The 6ft 5ins Jehovah’s Witness has previously been described to theSunday World as having an arrogant streak.
Now into his 15th year behind bars imposed for the murder of his wife Rachel Callaly, it is not the first time O’Reilly has been moved about the prison system.
In March 2018, he wasn’t happy when he was transferred out of Arbour Hill Prison to make room for sex offenders.
He had enjoyed working as a baker in the kitchen at the high-security facility where many long-serving rapists and killers are detained.
In Wheatfield he was given a job working as a gardener in the prison grounds, planting flowers and grass- cutting.
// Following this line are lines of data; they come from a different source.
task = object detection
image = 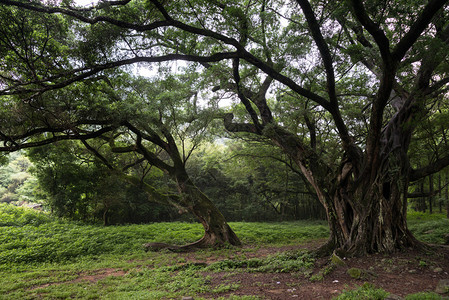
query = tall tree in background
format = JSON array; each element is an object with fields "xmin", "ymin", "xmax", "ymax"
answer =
[
  {"xmin": 0, "ymin": 0, "xmax": 449, "ymax": 254},
  {"xmin": 0, "ymin": 6, "xmax": 240, "ymax": 247}
]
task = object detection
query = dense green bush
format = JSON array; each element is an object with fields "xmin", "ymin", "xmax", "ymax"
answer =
[{"xmin": 0, "ymin": 203, "xmax": 53, "ymax": 226}]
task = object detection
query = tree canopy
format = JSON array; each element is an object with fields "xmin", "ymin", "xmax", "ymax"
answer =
[{"xmin": 0, "ymin": 0, "xmax": 449, "ymax": 254}]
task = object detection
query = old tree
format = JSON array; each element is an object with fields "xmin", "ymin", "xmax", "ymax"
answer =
[{"xmin": 0, "ymin": 0, "xmax": 449, "ymax": 255}]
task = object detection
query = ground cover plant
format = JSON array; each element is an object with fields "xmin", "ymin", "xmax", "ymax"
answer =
[{"xmin": 0, "ymin": 205, "xmax": 449, "ymax": 299}]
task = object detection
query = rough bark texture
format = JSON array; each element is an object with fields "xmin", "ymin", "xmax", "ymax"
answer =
[{"xmin": 173, "ymin": 173, "xmax": 241, "ymax": 248}]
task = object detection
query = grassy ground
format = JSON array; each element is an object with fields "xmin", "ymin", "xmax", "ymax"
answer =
[{"xmin": 0, "ymin": 205, "xmax": 449, "ymax": 299}]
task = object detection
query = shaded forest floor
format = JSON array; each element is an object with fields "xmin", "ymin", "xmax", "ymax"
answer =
[
  {"xmin": 195, "ymin": 242, "xmax": 449, "ymax": 300},
  {"xmin": 0, "ymin": 205, "xmax": 449, "ymax": 300},
  {"xmin": 26, "ymin": 240, "xmax": 449, "ymax": 300}
]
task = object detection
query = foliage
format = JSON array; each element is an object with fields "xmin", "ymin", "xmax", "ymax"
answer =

He would have been enjoying much more freedom of movement than he has experienced in the last week.
During his early days of his life sentence, O’Reilly became a Jehovah’s Witness and requested an ‘elder from the church the same way as chaplains visit the prisons.
Sources say he is in regular contact with his church elders and reads the bible every day.
O’Reilly is now known as a “publisher”– a member who spreads the word of the church, among some 6,000 devotees in Ireland.
He also became involved in the Samaritans listener programme and completed several courses behind bars.
Nikki Pelley has visited O’Reilly in prison
O’Reilly, who turned 50 this year, had been having an affair with Nikki Pelley at the time of Rachel’s murder and she has continued to visit him in prison.
Despite their on-off relationship she visited him in Wheatfield last April and in 2017 she went to Arbour Hill on his tenth anniversary behind bars. He had been transferred there from the Midlands Prison in 2013.
During his time behind bars O’Reilly has exhausted every avenue of appeal against the jury’s guilty verdict in 2007 with the Supreme Court turning down permission for another appeal in 2016.
He had previously claimed he was a victim of a miscarriage of justice, but the Court of Appeal threw out the case.
He has also made numerous applications for temporary release and escorted visits to see family members, which so far have been turned down.
The Sunday World previously reported how O’Reilly had submitted an application for temporary release last Christmas, but was turned down.
If approved, it would have seen him enjoying up to three days of freedom which he said he hoped to spend in the company of his two sons.
Rachel’s mum Rose and O’Reilly on the Late Late Show after her murder
Rachel’s dad Jim Callaly told the Sunday World last December he believes the Irish Prison Service made the right decision in denying O’Reilly’s efforts to get out.
“He never admitted to killing Rachel so there has been no remorse,” he said.
“And I think that is one of the criteria that has to be considered in an application like this.
“I don’t think he should ever be let out of prison. He’s a dangerous psychopath.
“He gets his kicks out of seeing people suffering.”